Just posting to let people know that I haven’t expired or anything of that nature, just haven’t felt the urge to write a whole lot and working on my quitting smoking. I really think that I have a “one event” buffer in my brain and I am determined to get away from tobacco.
Celebrated my 66th Birthday on the 20th and I will have to say that I am very surprised that I have lived this long sometimes. Went out to lunch with the family and just generally had a great time being with them. That’s always a good thing. It’s not like we don’t live in the same area, however, our schedules are such that it really does make it hard to get together with them sometimes.
I knew that quitting smoking was going to be a challenge and it sure hasn’t let me down. From what I have gathered from others that have quit smoking recently, that urge and craving takes a huge amount of time to get to where it is tolerable. Sure, I’ve had a few slip-ups, which I anticipated, and have managed to yank myself away from them without feeling like I am failing. Switched over to utilizing e-cigs and now that I have figured out the nicotine levels and what not, it has gotten a bit easier to deal with. I know that I am feeling pretty good about myself in the fact that I am feeling a whole lot better physically already and a lot of it has to do with the mindset and the support from my friends and family.
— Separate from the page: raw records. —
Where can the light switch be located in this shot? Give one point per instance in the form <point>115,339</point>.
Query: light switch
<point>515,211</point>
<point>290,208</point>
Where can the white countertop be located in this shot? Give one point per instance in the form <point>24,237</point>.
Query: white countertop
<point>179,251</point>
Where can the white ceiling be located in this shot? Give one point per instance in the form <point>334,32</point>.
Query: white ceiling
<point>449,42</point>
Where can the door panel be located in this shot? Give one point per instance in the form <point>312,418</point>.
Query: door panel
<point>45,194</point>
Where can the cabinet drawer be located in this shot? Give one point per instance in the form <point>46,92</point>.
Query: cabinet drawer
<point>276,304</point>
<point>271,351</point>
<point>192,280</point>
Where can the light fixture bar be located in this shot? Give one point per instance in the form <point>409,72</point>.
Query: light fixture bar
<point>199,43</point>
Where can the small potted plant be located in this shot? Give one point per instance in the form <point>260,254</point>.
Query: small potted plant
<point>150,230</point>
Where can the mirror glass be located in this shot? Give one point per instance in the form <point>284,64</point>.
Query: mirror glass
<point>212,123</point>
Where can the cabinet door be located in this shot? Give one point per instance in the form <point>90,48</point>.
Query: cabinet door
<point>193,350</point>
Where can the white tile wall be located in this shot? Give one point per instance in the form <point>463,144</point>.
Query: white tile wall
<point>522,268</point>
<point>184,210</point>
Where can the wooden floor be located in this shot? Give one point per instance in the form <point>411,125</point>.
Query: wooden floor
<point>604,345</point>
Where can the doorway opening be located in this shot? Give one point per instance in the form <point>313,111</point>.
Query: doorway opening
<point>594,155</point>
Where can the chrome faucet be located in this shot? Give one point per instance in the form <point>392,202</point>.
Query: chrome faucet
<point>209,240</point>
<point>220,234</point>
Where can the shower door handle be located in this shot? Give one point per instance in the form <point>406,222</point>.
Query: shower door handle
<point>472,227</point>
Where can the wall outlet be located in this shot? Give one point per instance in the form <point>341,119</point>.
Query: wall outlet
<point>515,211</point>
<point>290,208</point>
I have really kind of put Draenor on ignore for the last couple of weeks and finding myself enjoying the World of Warcraft a lot more running around on my alts and just leveling along. Of course, it would be less frustrating if I could make myself stay on one character until I got them to the level that I want and need. I still have quite a few “free” boosts that I haven’t used yet and I’m not exactly sure when I will use them at this point. I know that on my other boosted characters that the magic seemed to disappear with the boost – I missed going through the whole process of leveling and getting to check out the various class mechanics that I haven’t played before or at least haven’t played in a while. Half the fun of reaching level cap is the journey to get there and that feeling of accomplishment when you get there.
I’m still working on Loremaster and having a good time with that still. I hope to get back into my routine of writing again next week when things settle down a bit more. I know that I have missed writing the stories and such, however, I am finding that if I can get totally immersed in the game, it’s a lot easier to not think about my addiction to tobacco.
Have a good one and see you in-game!